I terreni, con il campo da dressage e coni in sabbia, erano abbastanza belli e non ci hanno mai creato alcun tipo di problema. Il rettangolo era stato costruito bene, senza distrazioni per i cavalli. Io ho trovato il fondo un po’ pesante e il mio pony ne ha risentito un po’, così come mi hanno confessato anche altri concorrenti. Se avesse piovuto sarebbe stato quasi meglio. Si è vista un po’ di pioggia leggera solo l’ultimo giorno, ma non ha dato fastidio alla conclusione della gara. C’è stato ogni tanto qualche temporale ma rispetto a quello che ci aspettavamo, ovvero una settimana di pioggia e freddo, siamo stati veramente fortunati.

 

Andrea Pili

 

Per quanto riguarda la maratona molte le salite e le discese, sia nella fase A che B, perché questa è la natura del terreno che circonda l’Haras du Pin, quindi se verrà confermata questa location anche per il mondiale singoli 2022 e il mondiale pariglie 2023, come mi è parso di capire dal discorso di apertura del Campionato (su quello per i tiri a quattro nel 2024 stanno ancora discutendo) credo che sarà fondamentale un accurato lavoro di allenamento alla resistenza. Gli ostacoli erano veramente belli, compreso quello con l’acqua e molti erano nuovi di zecca.

Il percorso coni era decisamente un bel giro, costruito senza eccessivi pericoli, molto scorrevole, ovviamente con le dimensioni calcolate per i pony, però molto divertente sia da guidare che da vedere, soprattutto quando alla fine si è arrivati in zona medaglie dove i concorrenti si sono dati battaglia a velocità impressionanti. Il tempo era calcolato molto stretto, tanto è vero che la strategia consisteva, più che nel non far cadere le palline, nel cercare di rimanere il più possibile nel tempo accordato. Ad esempio gli zig-zag andavano fatti tutti al galoppo; c’era poi una serie di tre oxer consecutivi e anche quelli dovevano necessariamente essere affrontati al galoppo. Io purtroppo non sono riuscito a mantenere la massima andatura però devo ammettere che mi sono divertito. Alla fine per fortuna non c’è stato nemmeno un ribaltamento, né in maratona, né nei coni.

 

Andrea Pili

 

Come fattore logistico, noi italiani eravamo organizzatissimi, con nonno Tameni che costituiva la “casa madre” dove si riuniva sempre il gruppo, con un’unica tavolata, formando una squadra coesa.
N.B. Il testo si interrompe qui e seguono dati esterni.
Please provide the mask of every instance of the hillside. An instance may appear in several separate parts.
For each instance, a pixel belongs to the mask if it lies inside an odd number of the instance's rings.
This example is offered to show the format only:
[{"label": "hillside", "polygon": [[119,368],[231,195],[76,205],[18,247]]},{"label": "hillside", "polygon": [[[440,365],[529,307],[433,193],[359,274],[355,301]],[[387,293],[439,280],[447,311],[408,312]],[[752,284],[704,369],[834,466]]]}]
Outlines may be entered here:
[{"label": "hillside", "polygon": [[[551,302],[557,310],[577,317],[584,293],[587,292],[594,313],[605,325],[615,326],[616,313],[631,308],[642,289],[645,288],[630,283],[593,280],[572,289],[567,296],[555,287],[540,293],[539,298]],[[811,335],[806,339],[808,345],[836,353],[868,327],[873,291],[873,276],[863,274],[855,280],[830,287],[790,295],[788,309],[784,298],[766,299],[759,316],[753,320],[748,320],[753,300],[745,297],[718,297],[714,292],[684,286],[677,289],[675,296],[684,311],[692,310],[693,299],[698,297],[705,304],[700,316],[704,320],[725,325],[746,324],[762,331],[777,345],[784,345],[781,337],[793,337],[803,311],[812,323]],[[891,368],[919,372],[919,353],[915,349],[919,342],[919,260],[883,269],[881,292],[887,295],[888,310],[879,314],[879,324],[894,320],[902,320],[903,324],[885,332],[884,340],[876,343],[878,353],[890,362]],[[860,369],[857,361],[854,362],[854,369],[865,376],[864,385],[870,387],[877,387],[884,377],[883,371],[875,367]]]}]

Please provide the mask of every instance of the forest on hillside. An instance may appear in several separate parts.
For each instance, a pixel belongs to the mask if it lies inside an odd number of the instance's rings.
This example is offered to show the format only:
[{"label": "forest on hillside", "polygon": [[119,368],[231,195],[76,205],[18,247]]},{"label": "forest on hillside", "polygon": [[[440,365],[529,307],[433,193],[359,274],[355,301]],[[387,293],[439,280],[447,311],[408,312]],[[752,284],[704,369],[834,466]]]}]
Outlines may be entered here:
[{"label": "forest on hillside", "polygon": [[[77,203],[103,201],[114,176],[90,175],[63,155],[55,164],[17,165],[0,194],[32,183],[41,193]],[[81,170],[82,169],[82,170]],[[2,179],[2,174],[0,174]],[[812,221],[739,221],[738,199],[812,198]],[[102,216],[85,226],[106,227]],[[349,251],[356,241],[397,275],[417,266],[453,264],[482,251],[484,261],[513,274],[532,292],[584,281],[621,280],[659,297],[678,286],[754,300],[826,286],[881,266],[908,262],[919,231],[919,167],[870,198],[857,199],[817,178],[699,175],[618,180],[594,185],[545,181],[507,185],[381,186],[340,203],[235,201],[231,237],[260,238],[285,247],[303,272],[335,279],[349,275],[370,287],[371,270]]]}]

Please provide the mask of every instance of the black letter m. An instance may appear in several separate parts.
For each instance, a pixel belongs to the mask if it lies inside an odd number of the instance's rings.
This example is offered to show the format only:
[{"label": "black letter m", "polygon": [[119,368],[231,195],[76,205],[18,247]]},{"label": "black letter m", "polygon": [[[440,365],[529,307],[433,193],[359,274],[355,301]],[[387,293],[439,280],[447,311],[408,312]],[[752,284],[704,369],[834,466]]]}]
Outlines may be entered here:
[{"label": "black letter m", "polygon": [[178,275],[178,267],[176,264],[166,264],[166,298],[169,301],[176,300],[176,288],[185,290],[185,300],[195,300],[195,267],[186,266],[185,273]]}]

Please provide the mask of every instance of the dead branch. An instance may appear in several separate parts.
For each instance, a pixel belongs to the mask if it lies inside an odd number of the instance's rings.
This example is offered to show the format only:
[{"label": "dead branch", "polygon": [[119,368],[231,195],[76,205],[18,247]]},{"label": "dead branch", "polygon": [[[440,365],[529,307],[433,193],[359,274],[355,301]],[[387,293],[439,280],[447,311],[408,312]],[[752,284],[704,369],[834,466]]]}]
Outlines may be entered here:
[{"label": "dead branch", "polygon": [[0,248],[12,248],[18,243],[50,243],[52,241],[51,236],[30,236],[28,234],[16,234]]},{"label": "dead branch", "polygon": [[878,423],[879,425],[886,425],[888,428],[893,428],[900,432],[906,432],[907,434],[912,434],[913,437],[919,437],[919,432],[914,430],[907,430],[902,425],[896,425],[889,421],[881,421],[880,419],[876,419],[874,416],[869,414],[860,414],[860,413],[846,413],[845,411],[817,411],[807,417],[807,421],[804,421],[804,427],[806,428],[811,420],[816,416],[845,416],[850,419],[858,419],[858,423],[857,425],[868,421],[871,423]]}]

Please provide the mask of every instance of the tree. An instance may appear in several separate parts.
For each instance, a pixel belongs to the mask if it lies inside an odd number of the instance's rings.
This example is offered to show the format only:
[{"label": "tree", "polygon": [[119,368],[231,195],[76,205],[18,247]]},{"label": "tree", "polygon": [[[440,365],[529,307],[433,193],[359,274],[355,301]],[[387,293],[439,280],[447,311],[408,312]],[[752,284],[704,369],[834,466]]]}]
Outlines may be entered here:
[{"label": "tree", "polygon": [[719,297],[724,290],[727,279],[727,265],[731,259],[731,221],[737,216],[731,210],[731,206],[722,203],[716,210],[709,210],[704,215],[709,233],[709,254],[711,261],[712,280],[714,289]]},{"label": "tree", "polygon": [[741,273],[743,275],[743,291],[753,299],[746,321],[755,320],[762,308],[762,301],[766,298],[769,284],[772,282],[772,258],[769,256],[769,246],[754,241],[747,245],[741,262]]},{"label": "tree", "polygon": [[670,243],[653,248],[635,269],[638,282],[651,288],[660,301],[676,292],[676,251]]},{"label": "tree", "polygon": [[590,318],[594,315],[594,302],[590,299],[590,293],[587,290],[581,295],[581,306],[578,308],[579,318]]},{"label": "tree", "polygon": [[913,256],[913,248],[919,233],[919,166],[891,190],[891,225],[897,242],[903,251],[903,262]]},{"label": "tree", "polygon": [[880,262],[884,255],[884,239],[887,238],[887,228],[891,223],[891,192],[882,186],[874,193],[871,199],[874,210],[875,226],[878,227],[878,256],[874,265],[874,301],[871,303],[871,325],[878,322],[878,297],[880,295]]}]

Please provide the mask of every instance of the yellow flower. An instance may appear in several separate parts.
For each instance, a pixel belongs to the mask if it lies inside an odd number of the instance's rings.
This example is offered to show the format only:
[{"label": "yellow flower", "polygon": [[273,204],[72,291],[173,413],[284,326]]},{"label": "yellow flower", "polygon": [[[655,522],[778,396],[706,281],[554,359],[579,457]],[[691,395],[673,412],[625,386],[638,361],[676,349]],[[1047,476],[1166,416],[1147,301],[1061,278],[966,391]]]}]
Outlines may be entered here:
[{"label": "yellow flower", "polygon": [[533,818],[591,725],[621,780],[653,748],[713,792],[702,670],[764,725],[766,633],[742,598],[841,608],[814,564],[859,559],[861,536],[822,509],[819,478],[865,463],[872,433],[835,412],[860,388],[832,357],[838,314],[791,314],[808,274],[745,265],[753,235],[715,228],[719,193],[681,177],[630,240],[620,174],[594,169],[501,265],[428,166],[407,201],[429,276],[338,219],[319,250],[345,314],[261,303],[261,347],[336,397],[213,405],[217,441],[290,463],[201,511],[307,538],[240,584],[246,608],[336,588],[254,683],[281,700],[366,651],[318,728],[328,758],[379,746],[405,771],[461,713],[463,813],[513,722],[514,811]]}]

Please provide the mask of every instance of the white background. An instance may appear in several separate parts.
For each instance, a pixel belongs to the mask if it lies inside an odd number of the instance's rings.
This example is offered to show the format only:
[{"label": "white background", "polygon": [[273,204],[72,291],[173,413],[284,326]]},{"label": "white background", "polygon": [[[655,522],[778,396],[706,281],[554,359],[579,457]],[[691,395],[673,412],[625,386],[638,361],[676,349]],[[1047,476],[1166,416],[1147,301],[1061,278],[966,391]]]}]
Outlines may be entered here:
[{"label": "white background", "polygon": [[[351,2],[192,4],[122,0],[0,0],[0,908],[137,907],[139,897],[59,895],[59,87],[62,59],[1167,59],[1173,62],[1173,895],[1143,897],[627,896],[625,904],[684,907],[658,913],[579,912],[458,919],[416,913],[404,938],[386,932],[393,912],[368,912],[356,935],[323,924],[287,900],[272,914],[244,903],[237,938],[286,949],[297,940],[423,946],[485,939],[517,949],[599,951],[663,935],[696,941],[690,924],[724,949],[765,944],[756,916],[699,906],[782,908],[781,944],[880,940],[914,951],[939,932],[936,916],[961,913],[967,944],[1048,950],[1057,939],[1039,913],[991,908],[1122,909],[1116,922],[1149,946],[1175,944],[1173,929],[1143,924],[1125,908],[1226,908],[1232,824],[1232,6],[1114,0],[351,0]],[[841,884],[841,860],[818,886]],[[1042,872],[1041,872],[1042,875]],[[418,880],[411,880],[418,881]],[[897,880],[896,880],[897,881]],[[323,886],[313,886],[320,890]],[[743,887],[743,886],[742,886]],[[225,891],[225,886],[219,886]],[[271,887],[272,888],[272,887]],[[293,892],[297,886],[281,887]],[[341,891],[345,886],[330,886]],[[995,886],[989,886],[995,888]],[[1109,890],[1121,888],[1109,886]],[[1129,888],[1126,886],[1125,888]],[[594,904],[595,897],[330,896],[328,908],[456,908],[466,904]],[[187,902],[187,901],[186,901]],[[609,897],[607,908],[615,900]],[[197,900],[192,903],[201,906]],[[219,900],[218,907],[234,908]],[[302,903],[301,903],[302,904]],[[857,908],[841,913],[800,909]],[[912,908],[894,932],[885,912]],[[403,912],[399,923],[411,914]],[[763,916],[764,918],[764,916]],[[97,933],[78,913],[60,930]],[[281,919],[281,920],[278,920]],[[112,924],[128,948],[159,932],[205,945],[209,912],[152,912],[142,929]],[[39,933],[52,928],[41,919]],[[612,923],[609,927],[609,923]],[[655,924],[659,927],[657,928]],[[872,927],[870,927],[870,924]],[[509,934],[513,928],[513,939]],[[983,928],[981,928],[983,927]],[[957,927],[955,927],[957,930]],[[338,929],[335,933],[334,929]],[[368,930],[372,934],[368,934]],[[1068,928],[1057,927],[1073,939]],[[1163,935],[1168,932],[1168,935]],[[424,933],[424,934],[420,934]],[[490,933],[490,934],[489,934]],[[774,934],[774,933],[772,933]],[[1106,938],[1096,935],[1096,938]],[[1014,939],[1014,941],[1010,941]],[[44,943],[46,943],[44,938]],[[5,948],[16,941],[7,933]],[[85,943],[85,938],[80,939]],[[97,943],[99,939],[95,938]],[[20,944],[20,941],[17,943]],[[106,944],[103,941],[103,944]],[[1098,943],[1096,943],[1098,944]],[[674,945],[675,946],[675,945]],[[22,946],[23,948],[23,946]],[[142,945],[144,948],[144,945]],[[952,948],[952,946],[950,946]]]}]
Io sono stato seguito sia dal mio trainer in Italia, Cristiano Cividini, che da Claudio Fumagalli e Mieke van Tergouw, presso i quali ho trascorso gli ultimi due mesi della mia preparazione con entrambi i miei pony, potendo usufruire delle loro ottime strutture in un luogo dove tutto è in funzione dei cavalli. In Italia sfortunatamente non si trovano posti così e quindi ho cercato di sfruttare al massimo questa opportunità. Io poi a livello personale mi trovo molto bene con Claudio col quale vado molto d’accordo, riuscendo a lavorare con un’ottima intesa. Spero e credo che ci possa essere un futuro anche a tale riguardo.

L’organizzazione come sempre all’altezza dell’evento, con la cerimonia d’apertura e la festa delle nazioni che si sono svolte al castello, mentre le premiazioni di tutte e tre le prove sono state fatte alla fine di ciascuna prova di fianco al campo di gara.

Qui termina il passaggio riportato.